You Landed An Interview. Now Here’s How to Nail It.

You put together an engaging cover letter and stellar résumé, you networked and now you’ve got an interview. So how do you prepare to make the best impression? Bentley University Director of Undergraduate Career Education & Outcomes Alyssa Hammond shares her top tips in a recent discussion on Facebook Live.
 

Be ready to answer the dreaded question: “Tell me about yourself.”

This is the question you should absolutely expect, so be prepared to give a concise “elevator pitch” that tells your story and gives the interviewer a good sense of who you are. Don’t just jump in to where you are today. Include where you are coming from, where you are now, and where you want to go. Start from the beginning: what you studied; your first job, second job; why you moved and pivoted; why you are interviewing today for this position with this company. Although some of the information may seem basic, talking about where you are from and where you went to school provides better opportunities to connect with the interviewer.  (Cover a lot of information but keep it concise, limited to a few minutes.)

Research the interviewer and the company.

Even if it is not officially asked, you need to answer the question: Why do you want to work for us? Make sure you express why that particular company will be a great match for you. This means doing some homework about the company. Find out aspects such as company values and mission, company culture, how they make their money, their customers. And then talk about why all of this resonates with you.

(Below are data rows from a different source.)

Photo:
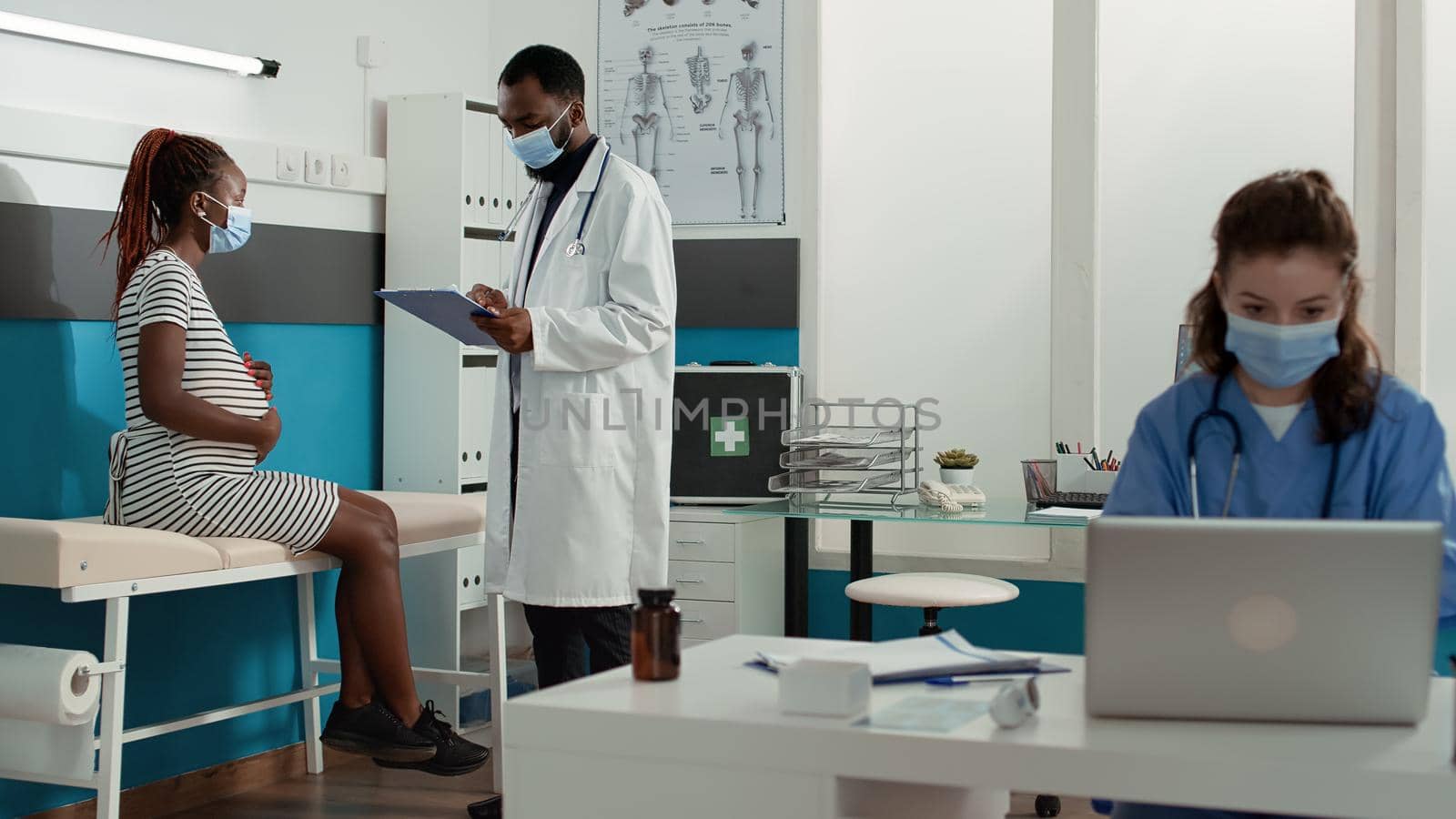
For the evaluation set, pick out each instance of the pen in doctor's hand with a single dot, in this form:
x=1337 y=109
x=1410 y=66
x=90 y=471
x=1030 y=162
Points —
x=950 y=681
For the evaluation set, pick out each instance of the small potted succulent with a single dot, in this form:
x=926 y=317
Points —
x=957 y=467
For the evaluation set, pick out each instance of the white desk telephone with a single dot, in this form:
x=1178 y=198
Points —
x=951 y=497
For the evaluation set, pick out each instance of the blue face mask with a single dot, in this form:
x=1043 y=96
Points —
x=235 y=235
x=538 y=149
x=1280 y=356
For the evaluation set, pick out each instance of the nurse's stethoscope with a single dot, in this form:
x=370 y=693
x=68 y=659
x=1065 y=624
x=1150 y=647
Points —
x=577 y=247
x=1215 y=411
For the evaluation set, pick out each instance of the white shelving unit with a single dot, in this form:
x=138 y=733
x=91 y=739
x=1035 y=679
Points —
x=450 y=191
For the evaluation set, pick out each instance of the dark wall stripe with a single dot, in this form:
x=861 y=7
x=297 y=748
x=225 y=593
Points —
x=737 y=281
x=51 y=268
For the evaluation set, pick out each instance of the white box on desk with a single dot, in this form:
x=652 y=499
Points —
x=824 y=688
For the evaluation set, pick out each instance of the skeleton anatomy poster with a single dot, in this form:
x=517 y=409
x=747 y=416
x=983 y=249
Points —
x=692 y=91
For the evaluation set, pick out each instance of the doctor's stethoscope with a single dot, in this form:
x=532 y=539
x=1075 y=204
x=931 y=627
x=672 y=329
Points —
x=577 y=247
x=1215 y=411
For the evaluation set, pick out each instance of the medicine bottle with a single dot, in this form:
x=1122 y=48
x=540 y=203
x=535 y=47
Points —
x=655 y=624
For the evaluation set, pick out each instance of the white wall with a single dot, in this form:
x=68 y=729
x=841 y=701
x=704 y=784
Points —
x=1441 y=215
x=935 y=235
x=1196 y=101
x=572 y=25
x=318 y=101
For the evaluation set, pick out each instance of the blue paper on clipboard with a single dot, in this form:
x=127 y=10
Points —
x=444 y=308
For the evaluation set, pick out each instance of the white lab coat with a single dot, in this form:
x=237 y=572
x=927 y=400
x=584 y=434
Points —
x=592 y=496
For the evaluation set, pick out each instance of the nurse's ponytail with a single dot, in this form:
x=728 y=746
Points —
x=1278 y=215
x=165 y=169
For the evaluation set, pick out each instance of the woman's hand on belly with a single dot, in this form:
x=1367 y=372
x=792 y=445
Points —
x=261 y=372
x=273 y=430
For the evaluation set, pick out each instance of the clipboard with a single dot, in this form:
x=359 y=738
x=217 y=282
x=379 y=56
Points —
x=448 y=309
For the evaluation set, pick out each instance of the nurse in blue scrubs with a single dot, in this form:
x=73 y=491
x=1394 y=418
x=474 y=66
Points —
x=1290 y=414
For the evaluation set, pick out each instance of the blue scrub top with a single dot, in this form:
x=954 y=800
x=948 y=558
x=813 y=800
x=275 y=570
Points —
x=1395 y=470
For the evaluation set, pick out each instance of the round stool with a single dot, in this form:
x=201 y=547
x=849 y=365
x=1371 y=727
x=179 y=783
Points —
x=931 y=592
x=935 y=591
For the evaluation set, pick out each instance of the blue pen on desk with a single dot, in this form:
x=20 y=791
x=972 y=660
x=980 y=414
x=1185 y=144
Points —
x=950 y=681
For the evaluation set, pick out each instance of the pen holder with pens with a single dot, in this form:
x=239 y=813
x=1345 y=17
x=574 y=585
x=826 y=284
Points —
x=1077 y=475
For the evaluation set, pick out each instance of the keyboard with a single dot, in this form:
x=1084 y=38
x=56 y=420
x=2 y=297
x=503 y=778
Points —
x=1074 y=500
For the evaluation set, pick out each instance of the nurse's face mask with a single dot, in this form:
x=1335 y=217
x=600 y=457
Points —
x=1283 y=324
x=235 y=230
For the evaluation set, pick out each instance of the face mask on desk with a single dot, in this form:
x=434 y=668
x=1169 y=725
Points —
x=538 y=149
x=1278 y=354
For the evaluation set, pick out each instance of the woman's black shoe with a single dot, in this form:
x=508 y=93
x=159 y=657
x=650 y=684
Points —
x=455 y=755
x=375 y=731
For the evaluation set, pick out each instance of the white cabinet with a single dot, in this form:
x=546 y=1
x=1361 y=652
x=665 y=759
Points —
x=446 y=165
x=728 y=573
x=502 y=175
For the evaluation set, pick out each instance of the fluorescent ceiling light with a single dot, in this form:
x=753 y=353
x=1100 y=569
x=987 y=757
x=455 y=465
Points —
x=114 y=41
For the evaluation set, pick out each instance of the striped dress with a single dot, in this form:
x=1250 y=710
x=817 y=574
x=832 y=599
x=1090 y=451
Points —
x=165 y=480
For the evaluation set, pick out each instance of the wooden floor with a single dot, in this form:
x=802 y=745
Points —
x=361 y=789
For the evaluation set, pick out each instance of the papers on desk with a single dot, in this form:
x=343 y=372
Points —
x=915 y=658
x=1063 y=515
x=449 y=309
x=929 y=714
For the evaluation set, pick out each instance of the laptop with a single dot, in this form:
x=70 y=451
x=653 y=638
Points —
x=1314 y=622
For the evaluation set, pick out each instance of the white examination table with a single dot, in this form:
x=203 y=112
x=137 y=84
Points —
x=87 y=560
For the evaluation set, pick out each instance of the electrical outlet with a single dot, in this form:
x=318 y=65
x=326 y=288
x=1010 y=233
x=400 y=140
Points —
x=290 y=164
x=370 y=51
x=342 y=171
x=317 y=165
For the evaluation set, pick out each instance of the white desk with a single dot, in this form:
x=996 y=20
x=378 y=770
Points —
x=713 y=745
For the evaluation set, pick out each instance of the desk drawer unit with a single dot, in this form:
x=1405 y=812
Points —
x=696 y=581
x=727 y=571
x=703 y=620
x=711 y=542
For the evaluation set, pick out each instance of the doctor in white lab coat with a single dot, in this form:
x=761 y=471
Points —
x=581 y=438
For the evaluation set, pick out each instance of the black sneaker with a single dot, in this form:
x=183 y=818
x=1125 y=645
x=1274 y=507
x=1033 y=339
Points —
x=375 y=731
x=455 y=755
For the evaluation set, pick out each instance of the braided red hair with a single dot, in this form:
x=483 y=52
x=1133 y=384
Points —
x=165 y=169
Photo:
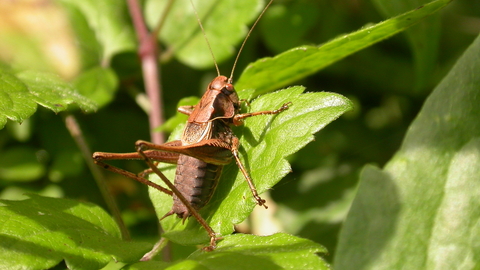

Have personal stories and examples.

You need to be able to tell relevant stories about yourself, from work and personal experiences. (Variety is good.) Why are you the right person for the job? Have stories that reflect the skills that make you the right person for the job. Most interview questions will be behavioral—about a difficult experience and how you handled it, for example; or about a time you stepped into a leadership role. To develop strong examples, use the Use the STAR method: situation, task, action, results

Example:

Situation: I was on a team for a general business project and no one was interested in taking lead for this group.

Task: The team was functioning by a democratic system and it wasn’t working.

Action: I took the lead, identified everyone’s skills and assigned responsibilities that aligned with their strengths.

Result: The system kept everyone accountable and added structure. We got an A on the project.

Give a firm handshake.

It sounds basic, but make sure you have a firm handshake. If you don’t have a good handshake, employers will be turned off. It cannot be too weak or too firm; it has to be just right. Test it with others (who will tell you the truth).

Have good posture, make eye contact and smile.

Your body language says a lot about you. Don't slump or look too relaxed. Make eye contact. This will show that you’re interested and that you’re listening. And smile. Even if it’s a serious job, a smile will show them you’ve got personality and some lightness. Smiling also raises the energy in your voice. This is especially important in a phone interview.